Lord knows this province depends on its volunteers. And those volunteers are driven.
Take 58-year-old Robert Fisher — from May 31 to June 13, he walked 459 kilometres from Confederation Building to Northern Arm, raising just over $6,300 to help finance the purchase of a fire truck and renovations to the volunteer department’s fire hall. The truck that the fire department is trying to replace? A converted 1968 fuel truck — not a dependable vehicle at this point, despite the fire department’s best efforts.
“We’re not sure if it’s going to go. It gives a false sense of security,” town clerk/manager Ella Humphries told The Telegram.
And Robert Fisher is just one of thousands of volunteers who do everything from fighting fires, to making emergency medical calls, to helping seniors — the list is almost endless, and if the provincial government were paying for even a fraction of the services involved, it would cost taxpayers millions of dollars. Simply put, out of the goodness of their hearts, volunteers have taken on so many responsibilities that we could not afford to replace them.

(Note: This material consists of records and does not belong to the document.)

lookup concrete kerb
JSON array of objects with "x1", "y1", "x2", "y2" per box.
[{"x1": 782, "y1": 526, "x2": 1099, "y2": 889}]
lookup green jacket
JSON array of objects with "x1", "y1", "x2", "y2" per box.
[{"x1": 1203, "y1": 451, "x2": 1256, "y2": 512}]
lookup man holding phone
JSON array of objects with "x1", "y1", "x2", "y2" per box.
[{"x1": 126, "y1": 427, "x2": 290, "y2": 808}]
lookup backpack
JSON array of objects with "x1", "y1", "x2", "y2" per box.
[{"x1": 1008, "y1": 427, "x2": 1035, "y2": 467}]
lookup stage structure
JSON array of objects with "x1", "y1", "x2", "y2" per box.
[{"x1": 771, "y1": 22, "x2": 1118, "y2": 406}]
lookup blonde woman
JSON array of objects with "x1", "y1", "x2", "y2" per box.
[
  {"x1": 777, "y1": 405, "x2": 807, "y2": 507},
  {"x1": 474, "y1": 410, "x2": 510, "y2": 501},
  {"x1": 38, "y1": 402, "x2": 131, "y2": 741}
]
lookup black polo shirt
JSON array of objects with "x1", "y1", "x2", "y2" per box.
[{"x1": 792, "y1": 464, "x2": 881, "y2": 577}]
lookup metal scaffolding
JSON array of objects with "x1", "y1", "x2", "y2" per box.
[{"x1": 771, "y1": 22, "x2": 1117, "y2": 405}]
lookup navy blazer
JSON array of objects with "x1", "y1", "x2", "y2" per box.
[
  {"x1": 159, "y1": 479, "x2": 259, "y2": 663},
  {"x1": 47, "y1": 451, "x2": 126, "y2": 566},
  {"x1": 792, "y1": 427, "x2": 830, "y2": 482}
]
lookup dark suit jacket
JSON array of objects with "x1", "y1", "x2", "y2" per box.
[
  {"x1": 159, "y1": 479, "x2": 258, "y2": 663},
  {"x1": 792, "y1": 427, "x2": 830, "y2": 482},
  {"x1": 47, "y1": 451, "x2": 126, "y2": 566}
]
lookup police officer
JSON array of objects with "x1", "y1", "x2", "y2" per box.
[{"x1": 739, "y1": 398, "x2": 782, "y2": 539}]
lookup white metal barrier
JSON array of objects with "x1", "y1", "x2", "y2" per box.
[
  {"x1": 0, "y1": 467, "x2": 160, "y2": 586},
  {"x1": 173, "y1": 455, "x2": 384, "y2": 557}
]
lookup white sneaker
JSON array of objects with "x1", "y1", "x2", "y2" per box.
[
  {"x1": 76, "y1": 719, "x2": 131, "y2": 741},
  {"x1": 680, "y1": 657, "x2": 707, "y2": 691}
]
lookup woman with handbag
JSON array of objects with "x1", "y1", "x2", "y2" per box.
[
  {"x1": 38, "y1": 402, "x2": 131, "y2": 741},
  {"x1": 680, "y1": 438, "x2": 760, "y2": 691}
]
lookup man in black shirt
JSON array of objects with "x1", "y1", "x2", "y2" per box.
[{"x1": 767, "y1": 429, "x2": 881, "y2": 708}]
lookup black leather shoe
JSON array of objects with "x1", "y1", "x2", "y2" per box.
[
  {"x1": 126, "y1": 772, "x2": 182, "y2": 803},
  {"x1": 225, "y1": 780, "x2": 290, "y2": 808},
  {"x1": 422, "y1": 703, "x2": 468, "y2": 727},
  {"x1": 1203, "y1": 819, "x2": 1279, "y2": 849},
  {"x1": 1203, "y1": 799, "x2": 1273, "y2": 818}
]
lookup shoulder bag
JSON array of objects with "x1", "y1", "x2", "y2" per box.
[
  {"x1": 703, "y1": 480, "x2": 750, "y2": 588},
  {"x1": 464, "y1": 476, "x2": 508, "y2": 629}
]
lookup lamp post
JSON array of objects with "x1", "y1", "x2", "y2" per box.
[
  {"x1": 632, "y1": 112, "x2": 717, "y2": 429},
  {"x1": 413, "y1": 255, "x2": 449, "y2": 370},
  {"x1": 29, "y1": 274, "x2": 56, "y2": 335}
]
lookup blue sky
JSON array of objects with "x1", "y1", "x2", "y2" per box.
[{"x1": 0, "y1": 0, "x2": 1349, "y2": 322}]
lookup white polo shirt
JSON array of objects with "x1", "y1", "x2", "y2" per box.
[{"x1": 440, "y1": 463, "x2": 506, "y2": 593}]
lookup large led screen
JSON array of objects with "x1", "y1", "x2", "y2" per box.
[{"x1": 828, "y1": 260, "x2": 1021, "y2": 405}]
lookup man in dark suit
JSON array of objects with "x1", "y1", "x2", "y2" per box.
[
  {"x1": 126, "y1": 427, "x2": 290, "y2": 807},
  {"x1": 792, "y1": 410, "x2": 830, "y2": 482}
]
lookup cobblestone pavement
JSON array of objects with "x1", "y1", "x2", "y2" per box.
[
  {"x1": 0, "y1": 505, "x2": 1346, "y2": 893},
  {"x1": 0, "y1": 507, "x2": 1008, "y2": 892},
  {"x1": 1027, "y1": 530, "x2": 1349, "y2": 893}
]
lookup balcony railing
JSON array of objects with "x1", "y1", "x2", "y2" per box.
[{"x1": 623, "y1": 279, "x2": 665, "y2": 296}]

So perhaps it’s not surprising that under the wing of the provincial Department of Intergovernmental Affairs, the province has a small office called the Voluntary and Non-Profit Secretariat.
Its purpose is to “strengthen the relationship between government and the voluntary and non-profit sector, promote volunteerism and social enterprise, enhance the capacity of the sector and facilitate the development of provincial programs/policies to support the sector,” according to the province’s budget documents.
The office has a budget just over $1 million, and four full-time employees. The price tag of the salaries for those four, according to the provincial budget? $423,500, led by a deputy-minister earning $156,910 a year.
Now, it’s certainly important to recognize the contributions of volunteers, and to, as Denine will do on Monday, find ways to celebrate and promote volunteerism.
But the money used to run the secretariat is the equivalent of funding 166 Robert Fishers — it’s money that, on the ground, would buy fire hoses and supplies for Meals on Wheels, that would help train search and rescue volunteers or help support and educate volunteer municipal councillors. It’s money that could be a clear investment in a service the province gets for free.
While it’s easy to understand why the province would want — in the relatively bureaucratic terminology of the secretariat’s business plan — to “build capacity” in the volunteer sector, it’s a little harder to understand why more of the money can’t find its way to the community organizations that so desperately need the money, especially when aging and failing equipment and support services make it harder and harder to attract willing volunteers, especially in rural parts of this province, where populations are aging.
Look at Robert Fisher.
Walk a mile in those shoes. That’s volunteerism.